Net Profit and Retained Earnings Know Them Before You Make Any Decision

Businesses have to deal with a chuck financial management to work properly and deliver the intended outcome. You can also check out our accounting service in this concern. This management includes various concepts some of which are highly confusing such as net profit and retained earnings. While they are confusing, they are highly significant due to their roles in financial management.

This article will look into these concepts and provide a good understanding for the readers.

What is the Primary Functioning of Businesses in Their Relationship with These Terms?

A business is simply a structure that operates on the principle of preparing and selling some services or products. This includes processing through different means, labor forces, tools, and facilities. All of these costs and adds to the price or rate of the services or products. Also, certain legal obligations can be part of the cost game such as tax. Next, the services or products are sold over some margin.

Simply put, the selling amount includes both the cost and the margin. This margin is called the profit. This exists in two forms one being called the net profit and the other being called gross profit.

If only the manufacturing cost is considered and deducted from the selling amount then it is gross profit. While if the rest too is deducted then it is called net profit. Both of these contribute to generating the income statement for the business.

Next, the shareholders are paid their shares called dividends. This share is spared from the net profit. After this payment, what is left is called the retained earnings that only belong to the business and are often invested back in the growth of the business.

Their Roles in the Business

Both concepts relate to the financial part of the business. One way or another they play vital roles in the businesses and their growth. To understand these concepts, we need to get to know them in depth:

Net Profit

This is the leftover amount after subtracting all the costs from the revenue amount or sale amount. During the preparation stages, a thing goes through set or sets of activities to prepare a product. All of these generate costs in various shapes and forms. These can be rent, payments for utilities, office supplies, loan interest, repairs, marketing, legal fees, taxes, and others. All of these costs are recorded and later used to calculate net profit.

Next is the revenue. This is the amount received against the sale of the product. Businesses price the product accordingly to all the costs they bear. Every cost is put to the final price and at the same time, a margin is maintained.

This margin is the net profit.

Retained Earnings

Businesses have investments that make it work. Individuals, groups, and organizations make these investments for the purpose of income; which is often passive in nature. These individuals, groups, and organizations are called shareholders and their income stands as dividends.

These are their share in the earnings or income of the businesses. They are paid out of the net profits that the businesses make after some set period of time. These can be in any form such as cash, debiting, and even reinvestment programs. The amount left after paying them is called the retained earnings.

These are recorded in either the standalone reports or the balance sheet.

How to Calculate Them?

Both Net Profit and Retained Earnings are very important for the working of the businesses. Therefore, they need to be calculated in the most accurate manner possible. You can contact us to get this details. This includes

Net Profit Calculation

Calculating it is very easy. For this, businesses and in a real sense hired accountants need these details:

  • Cost of every utility
  • Rent of the facility or plant
  • Every employee and laborer’s salary
  • Supplies for office and units
  • Any loans and their payments
  • Needed repair work
  • Marketing cost
  • Transportation cost
  • Legal fees and expenditure
  • Local, state, and other taxes
  • Money depreciation
  • Revenue of the project

All of them except the last one provides for the cost as the first variable while the last information stands as the other. It is used to calculate net profit.

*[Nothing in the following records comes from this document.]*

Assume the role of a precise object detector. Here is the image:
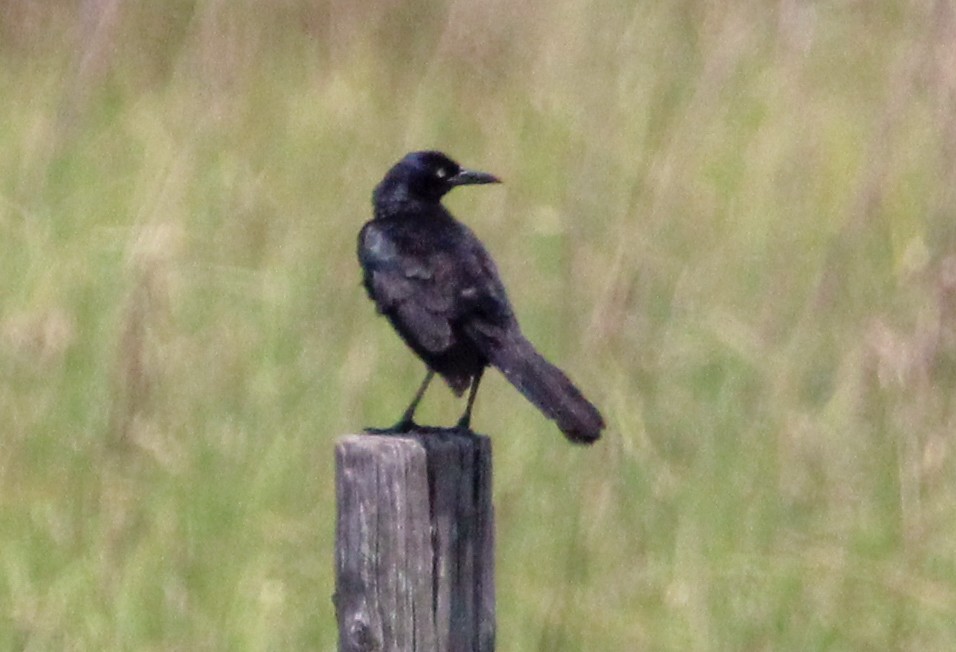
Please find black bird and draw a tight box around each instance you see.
[358,152,604,444]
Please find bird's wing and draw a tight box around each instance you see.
[358,222,460,353]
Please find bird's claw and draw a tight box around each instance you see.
[364,419,420,435]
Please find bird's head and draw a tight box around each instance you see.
[373,151,501,210]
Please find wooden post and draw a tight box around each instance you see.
[334,428,495,652]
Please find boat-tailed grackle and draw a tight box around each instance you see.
[358,152,604,444]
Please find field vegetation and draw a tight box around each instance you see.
[0,0,956,652]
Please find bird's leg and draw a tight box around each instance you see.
[365,369,435,435]
[395,368,435,432]
[457,368,485,432]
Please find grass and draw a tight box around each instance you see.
[0,0,956,651]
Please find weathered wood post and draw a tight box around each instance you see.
[334,428,495,652]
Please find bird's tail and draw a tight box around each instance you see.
[476,332,604,444]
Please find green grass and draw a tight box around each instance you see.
[0,0,956,651]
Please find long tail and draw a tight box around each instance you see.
[475,332,604,444]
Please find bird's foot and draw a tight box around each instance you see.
[364,419,421,435]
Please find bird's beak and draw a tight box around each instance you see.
[448,168,501,186]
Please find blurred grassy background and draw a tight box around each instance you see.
[0,0,956,651]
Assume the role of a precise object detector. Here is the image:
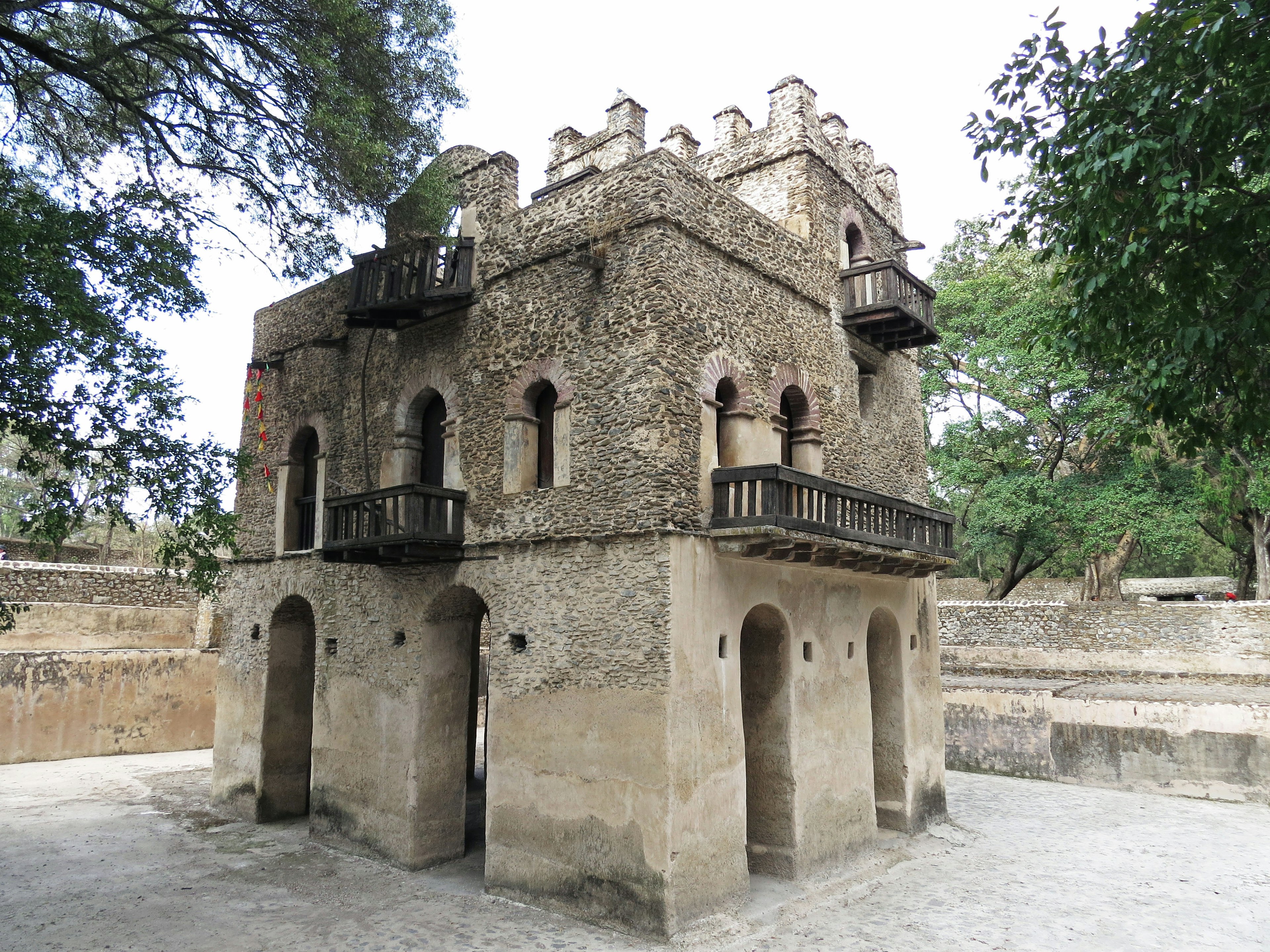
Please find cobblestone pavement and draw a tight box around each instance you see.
[0,751,1270,952]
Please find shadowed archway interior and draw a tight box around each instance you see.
[741,606,794,877]
[868,608,908,830]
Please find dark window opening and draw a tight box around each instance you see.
[715,377,738,466]
[419,393,446,486]
[842,223,872,268]
[781,390,794,466]
[533,383,556,489]
[296,433,319,551]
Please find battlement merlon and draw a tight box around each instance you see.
[696,76,904,237]
[546,89,648,185]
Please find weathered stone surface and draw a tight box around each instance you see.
[213,79,946,935]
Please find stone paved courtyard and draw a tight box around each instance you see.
[0,750,1270,952]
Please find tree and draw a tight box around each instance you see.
[0,0,461,630]
[0,0,461,275]
[922,219,1193,599]
[966,0,1270,449]
[0,163,240,590]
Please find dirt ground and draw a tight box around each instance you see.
[0,750,1270,952]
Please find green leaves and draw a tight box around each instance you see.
[966,0,1270,448]
[0,0,462,277]
[0,161,237,623]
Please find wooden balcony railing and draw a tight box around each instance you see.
[322,482,467,565]
[710,463,955,559]
[839,261,940,350]
[344,237,476,328]
[296,496,318,552]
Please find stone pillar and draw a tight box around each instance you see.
[273,459,292,555]
[767,76,821,133]
[662,124,701,163]
[714,105,753,148]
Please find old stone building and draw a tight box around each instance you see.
[213,77,951,935]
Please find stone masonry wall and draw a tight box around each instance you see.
[940,602,1270,657]
[221,532,671,697]
[0,562,198,608]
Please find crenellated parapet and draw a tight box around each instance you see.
[546,89,648,184]
[697,76,904,244]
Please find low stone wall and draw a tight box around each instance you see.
[940,602,1270,804]
[0,562,198,608]
[0,536,132,565]
[0,602,199,651]
[936,579,1081,602]
[0,649,218,763]
[940,602,1270,684]
[944,675,1270,804]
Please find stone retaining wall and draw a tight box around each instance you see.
[0,562,198,608]
[0,649,217,763]
[939,599,1270,804]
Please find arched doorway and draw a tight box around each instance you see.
[419,393,446,486]
[418,585,490,859]
[258,595,316,820]
[741,606,795,876]
[868,608,908,830]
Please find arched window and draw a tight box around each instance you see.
[768,363,824,475]
[278,426,321,552]
[533,383,559,489]
[419,393,446,486]
[715,377,741,466]
[503,358,574,494]
[838,208,872,268]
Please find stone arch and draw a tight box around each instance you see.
[865,608,908,830]
[282,411,330,463]
[257,595,318,821]
[507,357,574,416]
[274,413,330,555]
[418,584,494,858]
[700,350,754,414]
[503,357,574,494]
[838,207,874,268]
[768,363,824,473]
[380,367,464,489]
[767,363,821,433]
[737,604,795,878]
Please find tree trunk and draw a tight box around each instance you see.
[983,546,1054,602]
[1234,550,1257,602]
[1081,529,1138,602]
[1252,509,1270,599]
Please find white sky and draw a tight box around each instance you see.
[148,0,1147,464]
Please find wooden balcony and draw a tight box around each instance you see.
[838,261,940,350]
[344,237,476,330]
[322,482,467,565]
[710,463,955,577]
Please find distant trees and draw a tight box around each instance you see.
[922,219,1196,599]
[966,0,1270,597]
[0,0,461,628]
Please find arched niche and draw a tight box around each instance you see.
[257,595,318,821]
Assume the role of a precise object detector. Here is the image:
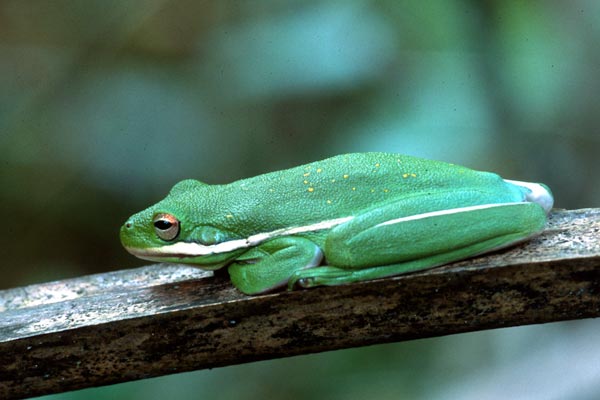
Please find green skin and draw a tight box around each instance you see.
[121,153,553,294]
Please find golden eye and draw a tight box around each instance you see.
[152,213,179,241]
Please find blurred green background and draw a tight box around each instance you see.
[0,0,600,400]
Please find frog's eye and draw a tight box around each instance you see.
[152,214,179,240]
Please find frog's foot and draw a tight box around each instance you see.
[504,179,554,214]
[288,266,357,290]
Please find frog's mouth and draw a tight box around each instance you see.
[125,217,354,262]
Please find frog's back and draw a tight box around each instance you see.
[216,153,516,227]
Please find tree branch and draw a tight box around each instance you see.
[0,209,600,399]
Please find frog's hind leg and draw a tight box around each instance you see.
[288,202,545,288]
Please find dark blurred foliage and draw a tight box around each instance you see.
[0,0,600,399]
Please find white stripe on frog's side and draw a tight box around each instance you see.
[376,203,523,226]
[127,217,354,259]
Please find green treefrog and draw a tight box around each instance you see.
[121,153,553,294]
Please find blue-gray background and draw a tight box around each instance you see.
[0,0,600,400]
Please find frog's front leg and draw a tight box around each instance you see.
[228,236,323,294]
[288,202,546,288]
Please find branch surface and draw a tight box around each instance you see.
[0,209,600,399]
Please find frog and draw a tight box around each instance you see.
[120,152,554,295]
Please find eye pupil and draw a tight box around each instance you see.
[152,213,179,241]
[154,219,173,231]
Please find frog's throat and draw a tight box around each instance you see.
[125,216,354,260]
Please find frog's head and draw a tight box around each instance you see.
[120,179,248,269]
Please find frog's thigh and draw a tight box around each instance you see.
[228,236,323,294]
[324,203,546,268]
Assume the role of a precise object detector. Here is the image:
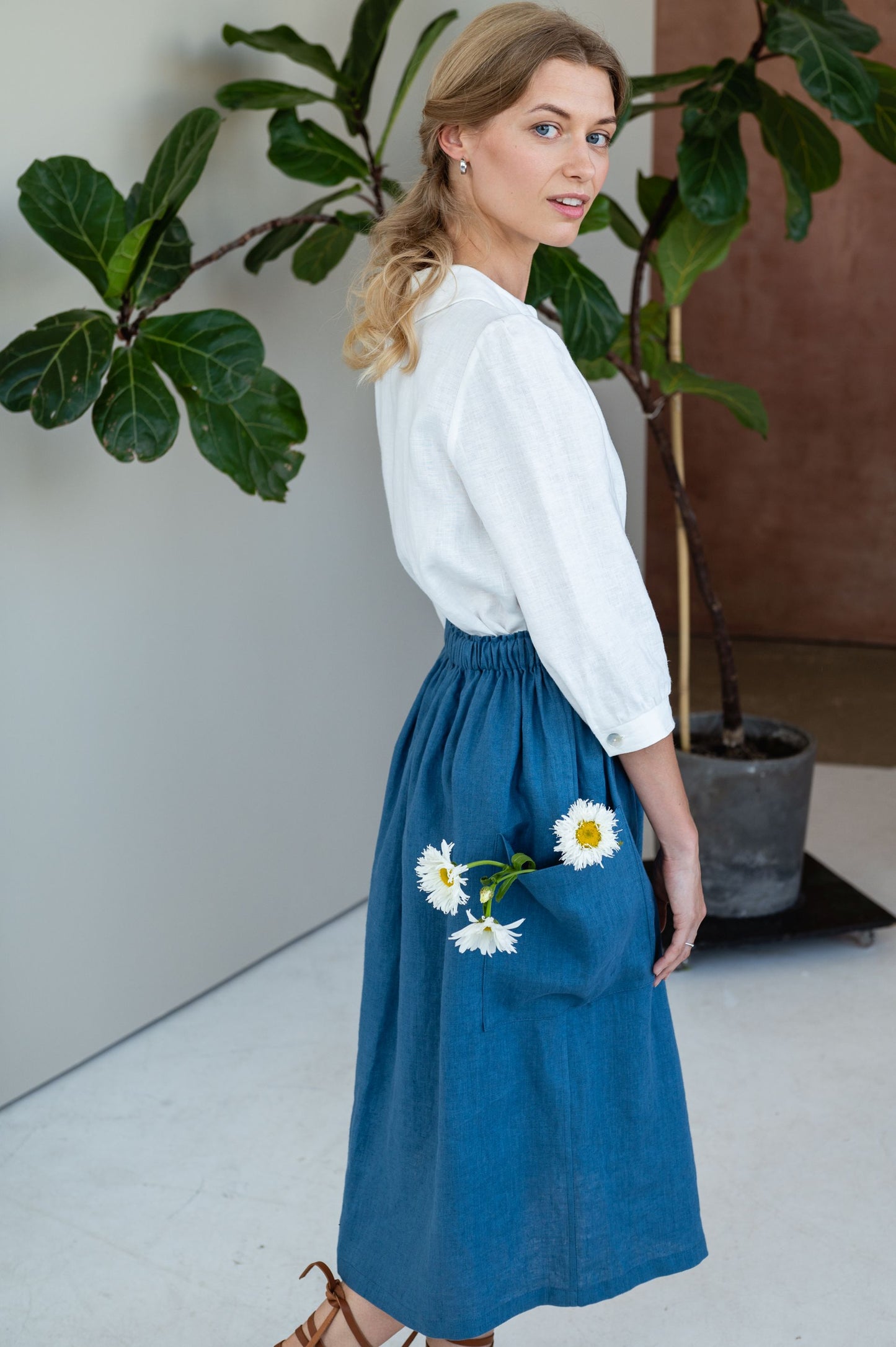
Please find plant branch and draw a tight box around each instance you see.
[118,211,350,341]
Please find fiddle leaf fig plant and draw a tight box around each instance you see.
[0,0,457,501]
[525,0,896,757]
[0,0,896,755]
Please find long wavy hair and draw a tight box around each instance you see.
[342,0,631,385]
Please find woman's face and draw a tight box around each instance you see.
[439,58,616,255]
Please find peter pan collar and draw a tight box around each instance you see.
[411,263,540,323]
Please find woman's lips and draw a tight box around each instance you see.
[547,197,585,220]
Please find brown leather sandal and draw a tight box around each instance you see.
[275,1258,423,1347]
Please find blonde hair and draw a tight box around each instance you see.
[342,0,631,384]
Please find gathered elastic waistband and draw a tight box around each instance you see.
[445,618,540,672]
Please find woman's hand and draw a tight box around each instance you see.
[654,846,706,987]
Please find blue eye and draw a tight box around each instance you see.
[532,121,610,149]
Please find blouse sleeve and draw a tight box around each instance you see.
[447,314,673,755]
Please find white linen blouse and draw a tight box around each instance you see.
[373,263,673,755]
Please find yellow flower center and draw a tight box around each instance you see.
[575,819,601,846]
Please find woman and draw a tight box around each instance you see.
[276,2,706,1347]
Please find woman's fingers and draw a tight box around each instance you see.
[654,922,699,987]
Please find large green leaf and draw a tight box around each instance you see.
[268,108,368,187]
[179,367,307,501]
[92,341,180,463]
[787,0,880,51]
[765,4,877,125]
[758,81,841,242]
[758,79,842,191]
[676,121,747,225]
[140,308,264,402]
[135,108,221,224]
[124,182,193,305]
[16,155,125,296]
[132,216,193,305]
[102,220,155,305]
[680,56,761,136]
[632,66,712,99]
[656,363,768,439]
[538,244,623,361]
[0,308,115,430]
[221,23,342,84]
[214,79,335,109]
[340,0,402,132]
[610,300,668,378]
[373,9,458,163]
[856,56,896,163]
[293,225,354,285]
[656,201,749,308]
[242,183,361,276]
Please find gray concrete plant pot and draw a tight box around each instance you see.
[673,711,817,917]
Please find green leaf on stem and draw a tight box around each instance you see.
[135,108,221,224]
[0,308,115,430]
[676,120,747,225]
[373,9,458,163]
[293,225,356,285]
[340,0,400,131]
[140,308,264,402]
[788,0,880,51]
[16,155,125,296]
[221,23,341,84]
[680,56,761,136]
[92,338,180,463]
[765,4,877,127]
[214,79,335,109]
[179,367,307,501]
[656,201,749,308]
[657,363,768,439]
[856,56,896,163]
[268,108,368,187]
[536,244,623,361]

Revenue – Total Cost = Net Profit

Retained Earnings Calculation

On the other hand, retained earnings are easier to calculate if dividends are just handed over to the shareholders. In this, details include:

  • Earnings from the preceding reporting period
  • Dividends
  • Net Profit

It is calculated through:

Earning Previous Period + Net Profit – Dividends = Retained Earnings

While this is the primary formula, the actual calculation depends upon the nature of dividends for the shareholders.

  • It can be in the case some asset is sold to some shareholder rather than paying the actual amount
  • Also, it can be if the dividend is reinvested in the business
  • This can get even more complex if a portion is given and a portion is reinvested
  • And other conditions

Similarly, in the case of retained earnings, two terms need special understanding. These are:

Accumulated Deficit

This is a condition if net income is positive but the retained earning is negative. This happens if dividends exceed the net profit. The company is making a profit as per its sale but the profit can bear the amount paid to the shareholders.

The best way to avoid such a situation is to monitor the net income and retained earnings to make a plan for the future.

Net Losses

While this is the condition where expense exceeds the revenue. In other words, this is where net income is negative. This can be due to various reasons such as:

  • Increase in cost of supplies
  • Increase in rents
  • Seasonal patterns
  • Depreciations
  • And others

In these conditions, retained earnings are in abnormal condition and carry worry for the business.


Financial matters hold a central role in the working of businesses. They need the right management. This includes different important concepts such as net profit and retained earnings. These play a vital role in financial matters. These concepts with their functions and calculations are discussed in the article.